Japanese Internment Camps: The Story of One Resilient Woman
April 18, 2023
During World War II, Japan bombed Pearl Harbor on December 7, 1941. Two months after that, President Franklin D. Roosevelt issued Executive Order 9066—creating the infamous Japanese internment camps. Exclusively for Slick Magazine, an anonymous source who was in the camps as a little girl, tells her story, depicting what it was like growing up in the camps and life after her release.
When the executive order was issued by President Roosevelt, Lieutenant General John L. DeWitt issued a curfew for Japanese Americans. Then, in the span of 6 months, 122,000 Japanese-Americans were forced to move to an assembly center and then to relocation centers, better known as internment camps.
The internment camps were not in the best conditions. Most of the time the people lived in a room with a cot and stoves that only used coal. All of the residents used communal bathrooms and laundry machines. The camps were surrounded by barbed wire and had guards that were on the other side, all armed with guns.
Our anonymous source was put into the camps as a little girl. She was put into the camps with her mother, father, and grandparents, along with her siblings.
She began talking about her memories of her father and grandfather being taken before the rest of her family. At the time, they had not received U.S. citizenship and were classified as Japanese immigrants. The two moved from camp to camp about every week, and after three weeks, the rest of her family—including herself—were taken to the Poston War Relocation Center in Arizona. She recounted that “Poston was one of the larger camps. There were three sections and over 17,000 people among the three camps.”

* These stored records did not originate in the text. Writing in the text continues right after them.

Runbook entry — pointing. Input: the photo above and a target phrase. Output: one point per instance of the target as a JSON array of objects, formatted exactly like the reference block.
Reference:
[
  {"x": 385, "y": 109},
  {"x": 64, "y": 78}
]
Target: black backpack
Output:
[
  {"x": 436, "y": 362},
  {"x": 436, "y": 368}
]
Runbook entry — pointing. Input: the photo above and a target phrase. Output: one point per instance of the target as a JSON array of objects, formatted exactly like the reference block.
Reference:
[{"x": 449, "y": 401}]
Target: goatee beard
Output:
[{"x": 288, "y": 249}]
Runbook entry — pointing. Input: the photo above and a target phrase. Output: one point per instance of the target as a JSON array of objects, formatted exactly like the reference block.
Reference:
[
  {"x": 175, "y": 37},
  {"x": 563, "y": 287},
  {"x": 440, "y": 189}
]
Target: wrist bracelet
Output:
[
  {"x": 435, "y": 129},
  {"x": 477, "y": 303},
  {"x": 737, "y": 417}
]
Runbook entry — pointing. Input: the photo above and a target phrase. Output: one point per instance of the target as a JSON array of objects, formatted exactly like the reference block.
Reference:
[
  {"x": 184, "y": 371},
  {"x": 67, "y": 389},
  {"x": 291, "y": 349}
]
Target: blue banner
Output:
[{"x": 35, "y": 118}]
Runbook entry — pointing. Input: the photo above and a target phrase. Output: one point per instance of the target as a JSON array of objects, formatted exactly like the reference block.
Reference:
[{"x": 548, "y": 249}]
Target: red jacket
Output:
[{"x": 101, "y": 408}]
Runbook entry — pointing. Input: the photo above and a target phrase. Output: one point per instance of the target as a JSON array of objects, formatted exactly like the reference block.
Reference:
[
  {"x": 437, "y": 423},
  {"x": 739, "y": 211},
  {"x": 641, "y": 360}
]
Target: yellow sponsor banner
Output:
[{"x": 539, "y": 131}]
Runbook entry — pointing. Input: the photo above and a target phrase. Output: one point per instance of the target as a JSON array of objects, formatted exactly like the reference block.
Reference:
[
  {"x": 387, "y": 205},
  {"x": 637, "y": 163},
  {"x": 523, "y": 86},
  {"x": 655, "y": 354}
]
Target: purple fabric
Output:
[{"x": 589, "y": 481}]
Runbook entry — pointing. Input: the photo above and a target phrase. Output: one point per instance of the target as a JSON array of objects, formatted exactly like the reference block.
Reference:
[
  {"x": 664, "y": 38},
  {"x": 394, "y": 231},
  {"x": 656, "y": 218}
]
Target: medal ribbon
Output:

She would often speak with her mom about the camps. She said, “I asked my mom once about how she felt about being uprooted…The attitude was [that] the government tells you, you have to go, you obey, it’s the law.”
After they were told to move, they went to different places. Some were sent to California and a few to Arizona. This all happened in the span of two weeks.
She also remembers that life kept moving on, pools and churches were built in the camps and the children played and went to school. She also talked about going through preschool and kindergarten as a girl living there, saying, “people built. They took supplies from whatever the government had sitting around.”
After she and her family were released, they refused to discuss the topic. She thinks her family not talking about the situation helped the healing process. “We are a generation of people [who] don’t know a whole lot just because we just didn’t talk about things,” she said.
After the release of their family, neighbors, and friends helped them sell crops they grew because most companies would not take the harvest from Japanese families willingly. After selling their produce to others, her household would take them to market and return with the profits so they could make a living without facing racism from the community.
Her mother also didn’t want her and her brothers to start school because of the bullying they may face. The time period when they were released from the internment camps was right at the end of the school year, and their mother felt it wasn’t wise to put them in so close to the end of the year.
She briefly mentioned meeting people in college who had a different experience than her with the camps. “I have since met people who lived in different places who had very different experiences and my own peers who were very bitter about their own experiences, but I guess I have my family to thank for not having given us that kind of bias,” she said.
It’s important to note that her story is different from everyone else in the camps and not to assume that her experience is like everyone else’s.
To this day, she remains living a healthy and happy life and does not allow the trauma of her earlier experiences to affect her and the quality of her life now.